Using the fact that during the inflation, a number of e-foldings of order 65 is needed and that inflation happens between the time \(t_i\sim 10^{-36} \text {s}\) and \(t_f\sim 10^{-32} \text {s}\), we have

$$\begin{aligned} \frac{c^2}{3}\Lambda _\text {de Sitter}(t_f-t_i)\sim 65; \end{aligned}$$

(35)

and noting that the temperature is between \(10^{26}\,\text {K}\) and \(10^{30}\,\text {K}\) and the density is between \(10^{-23} \frac{\text {kg}}{\text {m}^3}\) and \(10^{-26} \frac{\text {kg}}{\text {m}^3}\), one observes that this gives density perturbations between \(10^{-6}\) and \(10^{-5}\). This is quite acceptable. Numerical simulation gives the same result.

It should be noted here that an important feature of the observed CMB temperature perturbations is that they are predominantly Gaussian. The quantum fluctuations are random and this suggests that one has a Gaussian distribution [28]. This is usually expressed in terms of the power spectrum index \(n_S\). Gaussianity leads one to expect \(n_S\simeq 1\). Observations show that \( n_S=0.960\pm 0.014 \) [29]. Our simple model clearly does not have the ability to explain the exact properties of the cosmological perturbations like Gaussianity.
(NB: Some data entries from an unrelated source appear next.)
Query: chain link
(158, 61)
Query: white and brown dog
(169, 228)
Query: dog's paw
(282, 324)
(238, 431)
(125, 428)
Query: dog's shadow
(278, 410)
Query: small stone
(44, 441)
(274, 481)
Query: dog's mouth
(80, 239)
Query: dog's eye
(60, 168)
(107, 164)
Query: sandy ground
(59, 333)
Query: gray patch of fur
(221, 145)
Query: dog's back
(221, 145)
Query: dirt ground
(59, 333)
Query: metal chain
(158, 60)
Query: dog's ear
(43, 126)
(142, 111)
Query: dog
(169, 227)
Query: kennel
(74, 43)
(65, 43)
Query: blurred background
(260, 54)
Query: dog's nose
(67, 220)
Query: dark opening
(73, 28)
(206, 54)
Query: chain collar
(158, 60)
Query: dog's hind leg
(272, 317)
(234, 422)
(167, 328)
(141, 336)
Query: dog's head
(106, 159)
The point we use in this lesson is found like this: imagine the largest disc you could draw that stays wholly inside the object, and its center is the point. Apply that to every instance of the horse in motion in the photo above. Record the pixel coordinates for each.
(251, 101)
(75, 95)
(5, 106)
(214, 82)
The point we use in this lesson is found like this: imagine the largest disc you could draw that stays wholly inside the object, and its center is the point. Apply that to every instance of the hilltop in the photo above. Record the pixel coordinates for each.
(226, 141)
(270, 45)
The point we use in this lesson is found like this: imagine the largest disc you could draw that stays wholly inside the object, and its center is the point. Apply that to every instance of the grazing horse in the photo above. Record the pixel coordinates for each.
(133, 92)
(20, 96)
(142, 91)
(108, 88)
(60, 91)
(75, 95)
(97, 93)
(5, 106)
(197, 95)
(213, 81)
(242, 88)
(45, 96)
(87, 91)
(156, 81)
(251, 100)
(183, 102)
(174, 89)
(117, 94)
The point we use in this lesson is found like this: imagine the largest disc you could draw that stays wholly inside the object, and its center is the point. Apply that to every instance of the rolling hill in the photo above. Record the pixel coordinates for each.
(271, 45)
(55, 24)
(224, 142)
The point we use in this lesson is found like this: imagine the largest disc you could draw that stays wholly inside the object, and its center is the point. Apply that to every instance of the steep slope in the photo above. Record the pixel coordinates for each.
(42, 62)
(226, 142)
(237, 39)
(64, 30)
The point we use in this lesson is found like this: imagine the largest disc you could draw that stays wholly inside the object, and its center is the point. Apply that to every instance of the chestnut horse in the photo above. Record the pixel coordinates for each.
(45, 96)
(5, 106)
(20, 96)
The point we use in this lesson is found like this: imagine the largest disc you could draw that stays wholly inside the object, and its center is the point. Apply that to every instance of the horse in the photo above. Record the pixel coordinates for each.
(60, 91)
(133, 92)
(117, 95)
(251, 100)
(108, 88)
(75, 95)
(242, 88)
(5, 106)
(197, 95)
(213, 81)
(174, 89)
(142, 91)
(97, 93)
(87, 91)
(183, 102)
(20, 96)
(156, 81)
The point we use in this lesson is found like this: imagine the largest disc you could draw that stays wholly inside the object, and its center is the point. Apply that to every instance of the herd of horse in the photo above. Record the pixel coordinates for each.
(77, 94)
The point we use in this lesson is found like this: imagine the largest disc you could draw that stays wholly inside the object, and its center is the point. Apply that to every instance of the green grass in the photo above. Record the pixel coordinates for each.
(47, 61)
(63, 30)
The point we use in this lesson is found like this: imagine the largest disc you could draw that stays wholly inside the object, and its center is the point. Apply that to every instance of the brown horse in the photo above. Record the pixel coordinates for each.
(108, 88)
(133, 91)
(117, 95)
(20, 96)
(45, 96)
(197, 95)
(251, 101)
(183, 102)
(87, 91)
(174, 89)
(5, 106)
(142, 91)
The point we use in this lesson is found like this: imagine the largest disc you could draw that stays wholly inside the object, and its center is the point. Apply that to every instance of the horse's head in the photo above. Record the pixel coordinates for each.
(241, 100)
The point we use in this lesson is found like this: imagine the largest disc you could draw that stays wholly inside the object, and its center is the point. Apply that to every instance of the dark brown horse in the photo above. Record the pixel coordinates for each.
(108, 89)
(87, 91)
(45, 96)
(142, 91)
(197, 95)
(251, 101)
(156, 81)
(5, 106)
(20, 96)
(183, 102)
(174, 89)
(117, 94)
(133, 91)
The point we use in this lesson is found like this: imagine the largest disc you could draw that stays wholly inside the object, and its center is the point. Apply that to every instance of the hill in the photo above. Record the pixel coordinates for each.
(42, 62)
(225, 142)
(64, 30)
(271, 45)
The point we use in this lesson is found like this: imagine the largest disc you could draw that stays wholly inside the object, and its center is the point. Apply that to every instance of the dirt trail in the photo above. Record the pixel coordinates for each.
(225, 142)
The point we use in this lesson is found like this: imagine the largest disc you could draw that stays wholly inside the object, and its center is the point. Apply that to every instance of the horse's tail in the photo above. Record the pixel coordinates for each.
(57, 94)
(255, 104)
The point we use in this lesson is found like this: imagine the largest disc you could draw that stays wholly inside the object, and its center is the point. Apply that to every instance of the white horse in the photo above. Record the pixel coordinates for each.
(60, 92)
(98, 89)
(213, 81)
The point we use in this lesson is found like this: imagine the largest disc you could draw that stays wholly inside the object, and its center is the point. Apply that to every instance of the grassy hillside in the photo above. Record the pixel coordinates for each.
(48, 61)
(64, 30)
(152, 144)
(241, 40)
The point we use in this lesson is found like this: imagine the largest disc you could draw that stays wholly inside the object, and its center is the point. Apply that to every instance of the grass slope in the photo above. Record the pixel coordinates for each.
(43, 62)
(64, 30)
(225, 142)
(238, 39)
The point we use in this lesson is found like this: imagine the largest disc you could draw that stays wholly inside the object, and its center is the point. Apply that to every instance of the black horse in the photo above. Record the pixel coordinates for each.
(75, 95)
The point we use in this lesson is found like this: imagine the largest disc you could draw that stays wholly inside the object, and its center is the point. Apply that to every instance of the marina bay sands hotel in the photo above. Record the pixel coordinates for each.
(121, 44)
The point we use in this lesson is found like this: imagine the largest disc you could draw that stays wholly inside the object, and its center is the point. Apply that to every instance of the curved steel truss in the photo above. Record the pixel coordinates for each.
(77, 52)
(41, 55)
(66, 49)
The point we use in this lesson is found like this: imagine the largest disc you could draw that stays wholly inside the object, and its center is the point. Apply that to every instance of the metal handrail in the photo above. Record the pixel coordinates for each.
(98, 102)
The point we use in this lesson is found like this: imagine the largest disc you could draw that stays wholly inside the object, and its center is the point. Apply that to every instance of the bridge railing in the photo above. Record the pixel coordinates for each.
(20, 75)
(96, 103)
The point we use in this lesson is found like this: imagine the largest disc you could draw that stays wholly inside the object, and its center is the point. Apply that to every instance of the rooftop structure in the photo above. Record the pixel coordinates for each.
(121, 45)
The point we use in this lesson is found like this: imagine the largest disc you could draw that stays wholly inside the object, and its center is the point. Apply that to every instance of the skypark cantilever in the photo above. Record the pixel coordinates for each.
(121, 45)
In order to investigate the possibility of explanation of all the properties of the cosmic perturbations in this way, we have to simulate the de Sitter–Gödel transition considering the quantum tunneling probability. Then the resulting curvature perturbation and its growth during the expansion of the universe should be considered. In this way the predicted power spectrum of perturbations can be obtained. Here we have only shown that it is possible to get inhomogeneities from the de Sitter–Gödel–de Sitter transition scenario. Exact properties of the induced inhomogeneities will be investigated in a forthcoming work.

4 Conclusion

In the framework of our previously presented scenario[10], the universe may experience a (local) Gödel phase during the inflation era. Since the symmetry axis of this local Gödel space-time is randomly chosen via a spontaneous symmetry breaking mechanism, one expects that the Casimir force between layers of matter introduces some inhomogeneity. This is because of the fact that the Casimir force in Gödel space-time depends on the direction of the rotation axis of the local Gödel phase.

Here we calculated the Casimir force for a scalar field in the Gödel space-time using the techniques of finite temperature quantum field theory. It is observed that there is some induced inhomogeneity during the ending period of inflation and that its value is not far from the expected inhomogeneity.